Di dalam suatu acara diskusi di Jakarta, pada 4 Februari 2015, Rizal Ramli bahkan dengan terang-terangan mengatakan bahwa banyak menetri di Kabinet Kerja Jokowi sangat tak berkwalitas. Kwalitasnya bukan “kw-2” lagi, tetapi “kw-3”.
"Banyak menteri di kabinet Jokowi masih 'kw-3' (tak berkwalitas)”, kata Rizal Ramli ketika itu.
Dia pun mencontohkan Menteri Koordinator Politik, Hukum, dan Keamanan Tedjo Edhy Purdijatno yang pernah justru memperkeruh konflik antara KPK dan Polri, saat mengatakan rakyat pendukung KPK adalah rakyat yang tidak jelas.
"Tolong hentikan 'ludruk' ini karena ini menjadi ketawaan dunia," ujar Rizal.

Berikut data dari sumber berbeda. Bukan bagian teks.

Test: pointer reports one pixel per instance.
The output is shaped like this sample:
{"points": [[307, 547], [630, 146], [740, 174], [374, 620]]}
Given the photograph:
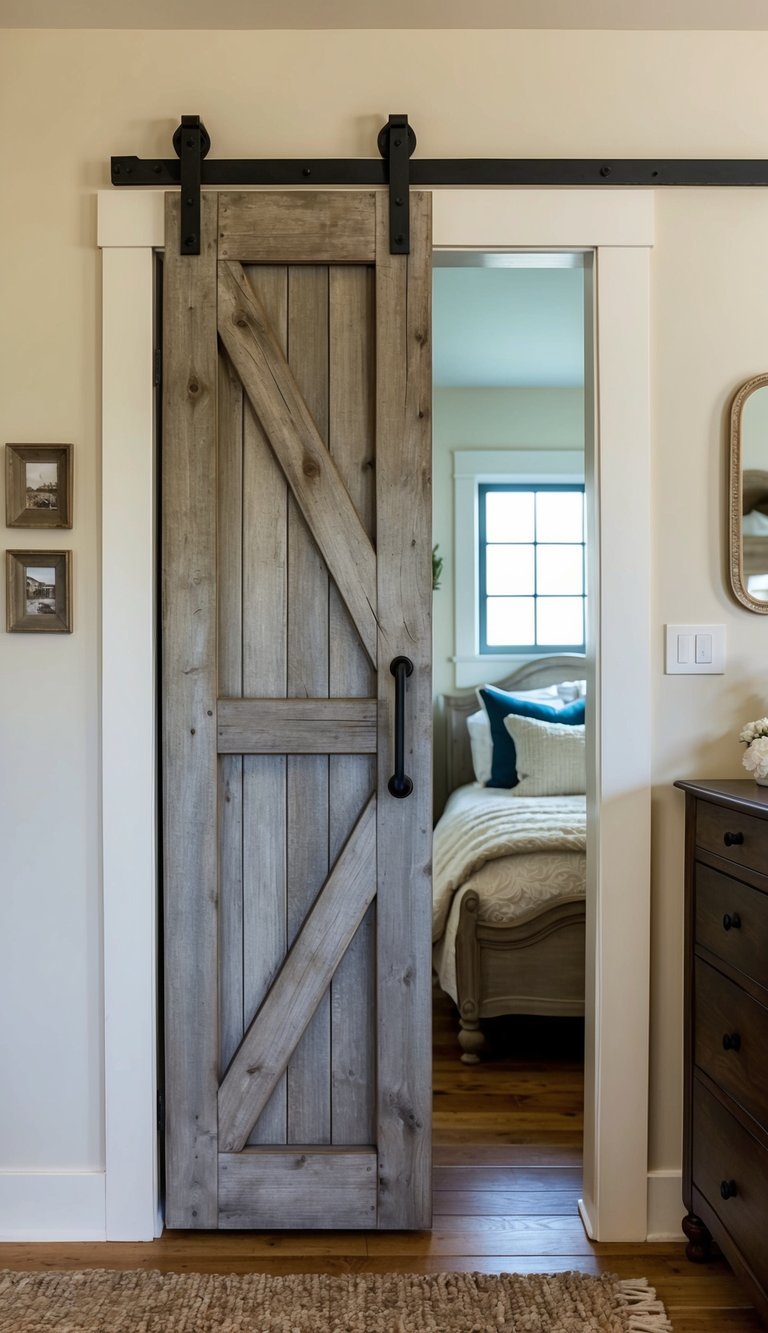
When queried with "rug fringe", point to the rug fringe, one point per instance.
{"points": [[647, 1313]]}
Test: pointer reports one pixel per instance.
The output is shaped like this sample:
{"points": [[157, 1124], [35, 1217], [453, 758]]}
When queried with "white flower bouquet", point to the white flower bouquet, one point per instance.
{"points": [[755, 737]]}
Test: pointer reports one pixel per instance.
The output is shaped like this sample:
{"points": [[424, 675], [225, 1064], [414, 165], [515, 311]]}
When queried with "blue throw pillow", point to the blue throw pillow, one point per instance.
{"points": [[499, 704]]}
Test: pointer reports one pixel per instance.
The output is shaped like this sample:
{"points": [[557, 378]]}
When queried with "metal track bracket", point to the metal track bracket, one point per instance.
{"points": [[191, 143], [396, 143]]}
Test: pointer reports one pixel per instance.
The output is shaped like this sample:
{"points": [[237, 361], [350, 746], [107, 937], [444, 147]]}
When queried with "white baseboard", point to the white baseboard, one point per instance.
{"points": [[52, 1205], [666, 1208]]}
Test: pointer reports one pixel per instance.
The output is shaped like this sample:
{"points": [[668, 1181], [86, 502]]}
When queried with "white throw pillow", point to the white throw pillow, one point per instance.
{"points": [[479, 727], [480, 744], [571, 689], [551, 757]]}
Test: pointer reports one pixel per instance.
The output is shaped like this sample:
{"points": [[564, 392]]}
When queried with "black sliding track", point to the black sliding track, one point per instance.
{"points": [[398, 169]]}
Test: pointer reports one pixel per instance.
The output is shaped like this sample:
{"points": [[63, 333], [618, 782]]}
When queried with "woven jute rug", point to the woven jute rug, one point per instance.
{"points": [[99, 1301]]}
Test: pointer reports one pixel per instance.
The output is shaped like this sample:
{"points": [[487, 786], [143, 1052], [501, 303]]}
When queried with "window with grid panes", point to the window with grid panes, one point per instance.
{"points": [[532, 577]]}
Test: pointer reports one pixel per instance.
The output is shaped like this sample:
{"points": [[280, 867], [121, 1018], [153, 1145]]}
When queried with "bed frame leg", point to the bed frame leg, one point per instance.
{"points": [[471, 1039]]}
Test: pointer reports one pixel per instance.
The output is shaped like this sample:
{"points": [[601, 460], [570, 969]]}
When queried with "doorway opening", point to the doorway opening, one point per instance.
{"points": [[512, 427]]}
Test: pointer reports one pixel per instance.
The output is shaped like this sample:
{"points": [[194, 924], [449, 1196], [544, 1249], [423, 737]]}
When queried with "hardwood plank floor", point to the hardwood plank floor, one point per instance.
{"points": [[507, 1179]]}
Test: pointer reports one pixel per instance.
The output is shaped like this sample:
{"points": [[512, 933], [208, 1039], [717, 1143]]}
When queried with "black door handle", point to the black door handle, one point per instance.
{"points": [[400, 784]]}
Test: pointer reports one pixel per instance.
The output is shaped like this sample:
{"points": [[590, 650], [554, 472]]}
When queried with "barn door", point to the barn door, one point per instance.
{"points": [[296, 567]]}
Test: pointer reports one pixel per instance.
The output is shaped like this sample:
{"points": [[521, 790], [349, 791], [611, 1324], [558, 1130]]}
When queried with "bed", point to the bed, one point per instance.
{"points": [[510, 881]]}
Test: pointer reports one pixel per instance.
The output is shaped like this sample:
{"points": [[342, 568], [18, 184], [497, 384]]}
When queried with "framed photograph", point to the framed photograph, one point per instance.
{"points": [[39, 485], [39, 592]]}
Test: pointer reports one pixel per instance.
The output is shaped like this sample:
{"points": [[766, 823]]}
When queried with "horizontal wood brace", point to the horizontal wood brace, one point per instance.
{"points": [[298, 228], [296, 725], [319, 1188]]}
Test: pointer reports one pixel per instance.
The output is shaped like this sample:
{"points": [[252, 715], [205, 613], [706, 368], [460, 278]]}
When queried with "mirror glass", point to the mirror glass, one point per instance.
{"points": [[750, 493]]}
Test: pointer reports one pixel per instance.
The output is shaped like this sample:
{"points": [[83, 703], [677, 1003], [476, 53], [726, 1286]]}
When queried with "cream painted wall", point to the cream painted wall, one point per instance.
{"points": [[70, 99]]}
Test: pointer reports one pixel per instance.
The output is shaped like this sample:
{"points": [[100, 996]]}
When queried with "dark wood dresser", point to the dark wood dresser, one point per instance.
{"points": [[726, 1115]]}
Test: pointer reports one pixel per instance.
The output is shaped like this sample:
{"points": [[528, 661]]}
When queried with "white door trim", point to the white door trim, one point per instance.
{"points": [[619, 227]]}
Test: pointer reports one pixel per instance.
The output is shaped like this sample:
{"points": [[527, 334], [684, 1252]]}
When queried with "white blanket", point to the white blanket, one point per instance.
{"points": [[484, 824]]}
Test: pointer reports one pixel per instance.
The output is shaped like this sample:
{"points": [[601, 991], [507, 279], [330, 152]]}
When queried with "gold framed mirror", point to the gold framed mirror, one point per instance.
{"points": [[748, 495]]}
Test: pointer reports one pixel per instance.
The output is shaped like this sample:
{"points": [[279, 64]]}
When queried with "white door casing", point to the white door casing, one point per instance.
{"points": [[618, 225]]}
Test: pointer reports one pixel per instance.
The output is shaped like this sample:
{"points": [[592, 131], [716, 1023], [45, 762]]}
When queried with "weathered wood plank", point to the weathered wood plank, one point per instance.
{"points": [[296, 727], [308, 1075], [351, 777], [191, 836], [404, 591], [230, 619], [302, 983], [298, 228], [318, 1188], [264, 673], [299, 448]]}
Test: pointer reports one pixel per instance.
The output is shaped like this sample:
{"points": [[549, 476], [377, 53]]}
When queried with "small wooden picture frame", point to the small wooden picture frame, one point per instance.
{"points": [[39, 592], [39, 485]]}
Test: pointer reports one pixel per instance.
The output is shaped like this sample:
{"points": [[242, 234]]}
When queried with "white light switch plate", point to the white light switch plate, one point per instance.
{"points": [[695, 649]]}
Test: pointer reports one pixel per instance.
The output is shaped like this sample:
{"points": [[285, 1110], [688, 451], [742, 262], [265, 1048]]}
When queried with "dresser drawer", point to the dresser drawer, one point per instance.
{"points": [[740, 837], [731, 1039], [724, 1155], [732, 921]]}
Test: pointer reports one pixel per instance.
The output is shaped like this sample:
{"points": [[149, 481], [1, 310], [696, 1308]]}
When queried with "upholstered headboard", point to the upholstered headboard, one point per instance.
{"points": [[456, 708]]}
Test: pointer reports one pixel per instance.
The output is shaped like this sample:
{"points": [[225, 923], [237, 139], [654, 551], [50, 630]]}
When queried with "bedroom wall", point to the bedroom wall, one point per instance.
{"points": [[70, 99]]}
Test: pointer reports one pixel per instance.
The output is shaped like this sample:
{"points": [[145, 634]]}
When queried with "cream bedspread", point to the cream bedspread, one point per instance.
{"points": [[519, 853]]}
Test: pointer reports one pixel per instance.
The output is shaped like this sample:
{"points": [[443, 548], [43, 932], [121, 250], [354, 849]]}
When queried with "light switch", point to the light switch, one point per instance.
{"points": [[695, 649], [684, 648], [703, 649]]}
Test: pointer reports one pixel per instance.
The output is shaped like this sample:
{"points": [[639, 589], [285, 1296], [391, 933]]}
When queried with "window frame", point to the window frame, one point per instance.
{"points": [[471, 469], [534, 648]]}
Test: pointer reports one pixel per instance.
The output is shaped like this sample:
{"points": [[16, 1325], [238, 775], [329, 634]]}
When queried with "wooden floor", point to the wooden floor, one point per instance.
{"points": [[507, 1176]]}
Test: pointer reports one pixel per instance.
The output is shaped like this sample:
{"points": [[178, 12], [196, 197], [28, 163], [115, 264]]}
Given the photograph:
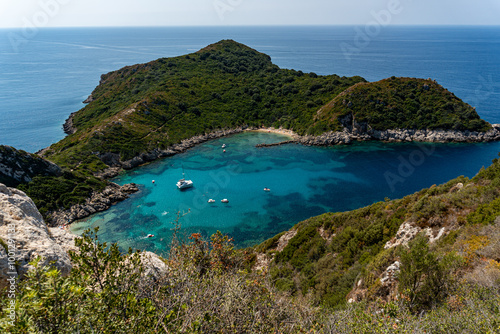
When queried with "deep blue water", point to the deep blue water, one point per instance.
{"points": [[44, 77], [303, 182]]}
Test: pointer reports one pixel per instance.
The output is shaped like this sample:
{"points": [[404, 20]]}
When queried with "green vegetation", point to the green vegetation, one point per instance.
{"points": [[225, 85], [145, 107], [206, 289], [404, 103]]}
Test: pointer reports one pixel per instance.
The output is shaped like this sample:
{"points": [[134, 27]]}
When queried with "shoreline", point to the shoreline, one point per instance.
{"points": [[114, 193]]}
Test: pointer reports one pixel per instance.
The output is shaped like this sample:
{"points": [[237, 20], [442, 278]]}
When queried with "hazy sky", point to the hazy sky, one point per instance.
{"points": [[57, 13]]}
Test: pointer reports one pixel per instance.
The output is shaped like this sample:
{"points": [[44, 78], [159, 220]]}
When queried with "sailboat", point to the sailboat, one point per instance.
{"points": [[183, 183]]}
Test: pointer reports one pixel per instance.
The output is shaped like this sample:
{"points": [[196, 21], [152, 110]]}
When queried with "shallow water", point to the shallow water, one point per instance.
{"points": [[304, 182]]}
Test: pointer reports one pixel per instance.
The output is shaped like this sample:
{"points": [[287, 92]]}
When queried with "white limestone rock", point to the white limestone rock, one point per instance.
{"points": [[24, 231]]}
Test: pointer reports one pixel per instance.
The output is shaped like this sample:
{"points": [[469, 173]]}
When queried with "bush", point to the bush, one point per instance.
{"points": [[424, 280]]}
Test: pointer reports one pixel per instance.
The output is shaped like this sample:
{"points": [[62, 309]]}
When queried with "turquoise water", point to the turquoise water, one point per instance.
{"points": [[304, 182]]}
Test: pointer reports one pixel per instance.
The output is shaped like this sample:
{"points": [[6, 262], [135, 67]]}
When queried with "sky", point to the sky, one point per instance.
{"points": [[79, 13]]}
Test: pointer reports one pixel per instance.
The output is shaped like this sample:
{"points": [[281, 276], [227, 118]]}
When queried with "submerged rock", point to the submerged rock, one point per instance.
{"points": [[20, 167], [98, 202]]}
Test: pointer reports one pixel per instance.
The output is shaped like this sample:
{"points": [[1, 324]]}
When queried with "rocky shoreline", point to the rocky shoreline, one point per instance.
{"points": [[115, 193], [402, 135]]}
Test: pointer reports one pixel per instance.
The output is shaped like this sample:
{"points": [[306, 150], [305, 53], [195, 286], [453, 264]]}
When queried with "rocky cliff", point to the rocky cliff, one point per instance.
{"points": [[24, 236], [20, 167], [363, 132]]}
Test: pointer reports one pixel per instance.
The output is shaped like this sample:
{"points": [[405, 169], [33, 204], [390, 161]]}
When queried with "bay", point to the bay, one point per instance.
{"points": [[303, 182]]}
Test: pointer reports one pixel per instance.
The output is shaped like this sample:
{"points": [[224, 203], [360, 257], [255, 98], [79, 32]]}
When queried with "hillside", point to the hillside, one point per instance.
{"points": [[402, 103], [325, 257], [18, 167], [155, 105], [142, 112]]}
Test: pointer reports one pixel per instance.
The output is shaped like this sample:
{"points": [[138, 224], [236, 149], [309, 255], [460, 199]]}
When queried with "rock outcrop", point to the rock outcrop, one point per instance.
{"points": [[20, 167], [24, 236], [99, 201], [68, 126]]}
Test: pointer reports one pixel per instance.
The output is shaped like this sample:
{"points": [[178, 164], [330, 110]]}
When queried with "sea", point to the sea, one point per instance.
{"points": [[45, 74]]}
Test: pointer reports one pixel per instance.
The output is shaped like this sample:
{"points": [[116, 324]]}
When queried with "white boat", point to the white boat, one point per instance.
{"points": [[183, 183]]}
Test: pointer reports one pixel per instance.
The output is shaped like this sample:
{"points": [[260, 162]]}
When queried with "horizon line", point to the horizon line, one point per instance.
{"points": [[258, 25]]}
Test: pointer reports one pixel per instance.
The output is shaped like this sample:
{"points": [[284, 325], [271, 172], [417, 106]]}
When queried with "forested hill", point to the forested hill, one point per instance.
{"points": [[224, 85], [151, 106]]}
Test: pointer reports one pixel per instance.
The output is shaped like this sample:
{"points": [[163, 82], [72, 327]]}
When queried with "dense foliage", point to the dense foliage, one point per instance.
{"points": [[225, 85], [404, 103], [151, 106], [206, 289]]}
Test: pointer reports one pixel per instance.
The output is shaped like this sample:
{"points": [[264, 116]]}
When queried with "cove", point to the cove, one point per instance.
{"points": [[304, 181]]}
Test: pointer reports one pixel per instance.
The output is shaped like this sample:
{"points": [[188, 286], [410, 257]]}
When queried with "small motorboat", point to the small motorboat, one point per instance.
{"points": [[183, 183]]}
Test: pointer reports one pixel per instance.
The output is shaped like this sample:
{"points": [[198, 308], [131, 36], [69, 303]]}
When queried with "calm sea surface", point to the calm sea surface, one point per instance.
{"points": [[45, 76]]}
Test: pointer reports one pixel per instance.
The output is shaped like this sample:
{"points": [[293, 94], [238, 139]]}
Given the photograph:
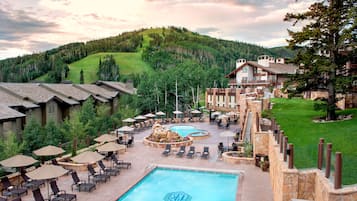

Kini, “Mentri Ludruk” ala Rizal Ramli itu sudah diberhentikan oleh Presiden Jokowi, menggantikannya dengan Luhut Binsar Pandjaitan.
Rizal juga mempertanyakan kinerja menteri-menteri yang membidangi ekonomi dan energi, karena menaikkan harga BBM. Menurutnya, meskipun kemudian harga BBM diturunkan lagi mengikuti harga minyak dunia, tetapi harga bahan pokok sudah terlanjur naik dan tak bakal turun lagi.
"Kalau jadi pejabat hanya bisa menaikkan harga, enggak usah sekolah tinggi-tinggi. Padahal banyak cara menurunkan harga," kritik Rizal.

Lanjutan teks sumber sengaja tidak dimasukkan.